The Comune of Pietrasanta advertise the
town as Citta d’Arte. For centuries it was the Italian centre for carving and
casting religious art. The skills for this can still be found with the artisans who
live and work here today. As the demand
for religious art declined modern artists started to come here to have work cast
in bronze or carved in Marble, 40 years ago you might have bumped into Henry Moore, Jacques Lipchitz or Noguchi
in the town. The town was then a working
town, studio space and living accommodation was cheap and few tourists visited.
When I first visited 12 years ago it was
already in decline as a working town, since then the decline has continued
rapidly. The Comune has had a policy of
forcing the small marble studios to move out of town and allowing development of the empty properties.
As the population of artists decreases the
tourist population increases and today in summer almost every property in the
main streets of the town becomes either a restaurant or a chic art gallery.
The Piazza, Pietrasanta, Tuscany, Italy |
It has one of the most beautiful Piazzas in
the whole of Italy. Through a
collaboration of the Comune and gallery owners the Piazza hosts exhibitions
of large pieces of sculpture by well known sculptors throughout the
year.
Currently in the Piazza is an exhibition of work by well known sculptors that
has been made in the town by the studios. .Igor Mitoraj
The new Mitoraj above the main door of San Agostino |
A Close up of the new work by Mitoraj |
A fallen angel by Igor Mitoraj |
I am afraid I find Mitoraj's nostalgic fake antiquities have a built in sterility. There is nothing about them other than their sense of presence, which admittedly can be very strong, but there is no real engagement with the language of sculpture, nothing to excite me in the way that a simple line of Picasso or a space in a Chilida sculpture can.
Fernando Botero
Jimenez Deredia
A sculpture by Jimenez Deredia
Another sculptor is the
Costa Rican Jimenez Deredia, who also tends to use very bulbous forms, which
like Bottero offer rather boring linear profiles lacking in tension and giving poor
relationships of the various masses.
Rabarama
A sculpture by Rabarama |
Rabarama, is a very
successful female Italian sculptor with large figurative works that can be found in
cities all over the world. The following
is a quote from her very slick website
“The artist’s subjects mostly have absent gazes, blanked out by crystallized research which is conditioned by a world governed purely by cause-effect relationships, whose common denominator is the standardized programming of the species”
There you have it!!!
What all these sculptors have in common is
that they have their work made in Pietrasanta by an army of highly skilled
artisans. But for me there is more to
sculpture than just techniques and skill and I love to see work that explores,
that tries to push the boundaries of the sculptural language. One person’s honest
struggle with ideas of form, line, planes, space and masses is much more
exciting than all the grand gesturing of these large sculptures.

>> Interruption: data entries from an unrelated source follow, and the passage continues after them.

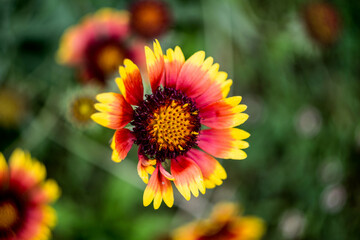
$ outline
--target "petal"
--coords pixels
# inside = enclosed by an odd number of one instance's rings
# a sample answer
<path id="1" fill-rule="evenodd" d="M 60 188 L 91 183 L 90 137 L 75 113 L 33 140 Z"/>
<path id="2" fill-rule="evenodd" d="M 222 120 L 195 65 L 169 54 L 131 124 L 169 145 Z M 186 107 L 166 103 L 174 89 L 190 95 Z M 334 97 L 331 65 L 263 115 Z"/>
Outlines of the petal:
<path id="1" fill-rule="evenodd" d="M 240 230 L 241 229 L 241 230 Z M 260 239 L 265 233 L 265 223 L 257 217 L 241 217 L 234 232 L 241 232 L 243 239 Z"/>
<path id="2" fill-rule="evenodd" d="M 60 64 L 78 65 L 83 61 L 87 41 L 80 26 L 68 28 L 60 39 L 56 60 Z"/>
<path id="3" fill-rule="evenodd" d="M 210 219 L 219 224 L 225 224 L 234 220 L 239 214 L 239 205 L 233 202 L 221 202 L 214 206 Z"/>
<path id="4" fill-rule="evenodd" d="M 152 201 L 154 201 L 154 209 L 160 207 L 162 200 L 168 207 L 172 207 L 174 204 L 171 182 L 162 174 L 163 171 L 161 163 L 157 162 L 156 169 L 144 191 L 143 204 L 145 207 L 150 205 Z"/>
<path id="5" fill-rule="evenodd" d="M 155 165 L 156 160 L 150 160 L 145 155 L 140 153 L 140 148 L 138 151 L 139 162 L 137 166 L 137 171 L 140 178 L 144 181 L 144 183 L 148 183 L 149 181 L 149 174 L 152 174 L 155 170 L 153 165 Z"/>
<path id="6" fill-rule="evenodd" d="M 174 184 L 186 200 L 190 200 L 190 192 L 199 196 L 199 190 L 205 194 L 205 185 L 199 166 L 190 158 L 179 156 L 171 160 L 171 174 Z"/>
<path id="7" fill-rule="evenodd" d="M 11 154 L 9 169 L 10 185 L 24 192 L 41 183 L 46 176 L 45 166 L 21 149 L 15 149 Z"/>
<path id="8" fill-rule="evenodd" d="M 93 15 L 92 20 L 96 24 L 97 34 L 106 33 L 119 40 L 128 37 L 130 30 L 130 14 L 128 11 L 101 8 Z"/>
<path id="9" fill-rule="evenodd" d="M 53 228 L 56 225 L 56 221 L 57 221 L 55 209 L 45 205 L 43 206 L 42 210 L 43 210 L 43 223 Z"/>
<path id="10" fill-rule="evenodd" d="M 58 184 L 54 180 L 52 179 L 46 180 L 42 188 L 45 192 L 47 202 L 53 202 L 60 197 L 61 190 Z"/>
<path id="11" fill-rule="evenodd" d="M 95 104 L 95 108 L 100 112 L 91 115 L 96 123 L 107 128 L 120 129 L 133 119 L 133 109 L 121 94 L 101 93 L 96 99 L 100 103 Z"/>
<path id="12" fill-rule="evenodd" d="M 191 149 L 186 154 L 200 168 L 206 188 L 214 188 L 221 185 L 227 175 L 221 164 L 210 155 L 196 149 Z"/>
<path id="13" fill-rule="evenodd" d="M 146 69 L 145 61 L 145 41 L 143 40 L 133 40 L 129 48 L 129 58 L 134 61 L 134 63 L 139 67 L 139 69 Z"/>
<path id="14" fill-rule="evenodd" d="M 196 104 L 199 108 L 205 107 L 213 102 L 225 98 L 232 85 L 232 80 L 228 79 L 224 82 L 212 82 L 211 87 L 209 87 L 202 95 L 195 99 Z"/>
<path id="15" fill-rule="evenodd" d="M 121 162 L 130 151 L 134 140 L 135 137 L 129 129 L 116 130 L 111 142 L 111 148 L 113 149 L 111 159 L 114 162 Z"/>
<path id="16" fill-rule="evenodd" d="M 249 133 L 237 128 L 202 130 L 198 146 L 214 157 L 242 160 L 247 157 L 241 149 L 249 147 L 245 141 Z"/>
<path id="17" fill-rule="evenodd" d="M 204 233 L 207 232 L 207 229 L 211 227 L 211 224 L 206 224 L 204 226 L 203 221 L 194 221 L 188 224 L 185 224 L 181 227 L 176 228 L 172 234 L 172 240 L 199 240 L 206 239 L 207 236 L 204 236 Z M 209 238 L 210 239 L 210 238 Z M 216 239 L 214 239 L 216 240 Z"/>
<path id="18" fill-rule="evenodd" d="M 231 79 L 228 79 L 224 82 L 221 83 L 220 87 L 221 87 L 221 94 L 223 98 L 226 98 L 227 95 L 230 92 L 230 87 L 233 84 L 233 81 Z"/>
<path id="19" fill-rule="evenodd" d="M 208 87 L 205 82 L 206 69 L 203 69 L 205 52 L 198 51 L 194 53 L 183 64 L 176 82 L 176 89 L 186 93 L 189 97 L 194 97 L 199 93 L 199 88 Z"/>
<path id="20" fill-rule="evenodd" d="M 41 186 L 36 187 L 31 192 L 29 199 L 31 199 L 32 204 L 44 204 L 55 201 L 59 198 L 60 194 L 61 190 L 58 184 L 54 180 L 49 179 Z"/>
<path id="21" fill-rule="evenodd" d="M 196 52 L 183 64 L 176 88 L 194 98 L 199 108 L 224 98 L 232 81 L 225 72 L 219 72 L 219 64 L 213 58 L 205 59 L 203 51 Z"/>
<path id="22" fill-rule="evenodd" d="M 165 168 L 163 168 L 162 166 L 160 168 L 160 172 L 166 179 L 174 181 L 175 178 L 168 171 L 166 171 Z"/>
<path id="23" fill-rule="evenodd" d="M 125 67 L 119 68 L 121 78 L 116 78 L 115 81 L 126 101 L 138 106 L 143 101 L 144 95 L 139 68 L 129 59 L 124 60 L 124 65 Z"/>
<path id="24" fill-rule="evenodd" d="M 175 88 L 181 67 L 185 62 L 185 57 L 180 47 L 176 46 L 175 50 L 168 49 L 165 59 L 165 82 L 164 86 Z"/>
<path id="25" fill-rule="evenodd" d="M 151 89 L 154 92 L 165 76 L 164 56 L 159 41 L 155 40 L 153 46 L 154 52 L 149 47 L 145 47 L 145 57 Z"/>
<path id="26" fill-rule="evenodd" d="M 2 184 L 8 176 L 8 165 L 4 155 L 0 152 L 0 184 Z"/>
<path id="27" fill-rule="evenodd" d="M 244 123 L 249 115 L 241 113 L 246 105 L 238 105 L 241 97 L 222 99 L 200 109 L 201 123 L 217 129 L 232 128 Z"/>
<path id="28" fill-rule="evenodd" d="M 19 169 L 25 167 L 25 152 L 19 148 L 15 149 L 9 159 L 10 169 Z"/>
<path id="29" fill-rule="evenodd" d="M 29 208 L 26 212 L 27 221 L 24 221 L 21 228 L 19 228 L 19 230 L 17 231 L 16 239 L 50 239 L 51 231 L 47 223 L 44 222 L 44 220 L 46 220 L 44 213 L 44 208 L 42 206 L 35 206 Z"/>

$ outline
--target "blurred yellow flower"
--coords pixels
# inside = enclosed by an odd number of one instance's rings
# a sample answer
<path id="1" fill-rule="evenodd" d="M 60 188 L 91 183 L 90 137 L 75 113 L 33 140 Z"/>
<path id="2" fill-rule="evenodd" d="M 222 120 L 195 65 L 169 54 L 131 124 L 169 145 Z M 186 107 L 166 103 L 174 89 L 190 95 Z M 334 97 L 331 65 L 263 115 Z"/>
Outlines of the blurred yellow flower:
<path id="1" fill-rule="evenodd" d="M 173 240 L 257 240 L 265 233 L 264 222 L 257 217 L 240 216 L 235 203 L 217 204 L 209 219 L 176 229 Z"/>
<path id="2" fill-rule="evenodd" d="M 1 239 L 51 238 L 56 213 L 48 204 L 60 196 L 60 189 L 45 177 L 45 166 L 29 153 L 16 149 L 9 165 L 0 153 Z"/>

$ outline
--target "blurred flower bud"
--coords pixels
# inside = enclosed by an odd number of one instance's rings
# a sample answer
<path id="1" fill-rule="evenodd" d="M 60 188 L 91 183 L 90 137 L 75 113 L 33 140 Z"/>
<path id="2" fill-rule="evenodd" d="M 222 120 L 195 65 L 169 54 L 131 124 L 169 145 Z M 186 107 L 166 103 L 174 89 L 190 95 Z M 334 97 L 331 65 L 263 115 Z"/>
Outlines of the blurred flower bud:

Kan Yasuda - Chiave del Sogno |
Here is one that I do like. I love the contrast of the loosely flowing outer line with the tightness of the inner line and the very subtleway it sits on the ground.
Interesting to see your thoughts written down. I think there are many people who would agree with you. But there are also a majority who don't understand the language of sculpture. They are impressed by things that have a big physical presence and they either like pleasing shapes, or they enjoy being shocked and challenged.
ReplyDeleteI also lament the decline of the town as a 'city of art'. As its tourist profile increases, so do the prices - and artists and writers can no longer afford to live and work there. So its status gradually disappears. I can see that happening to Pietrasanta. There used to be so many marble studios, but they're all closed. Sad.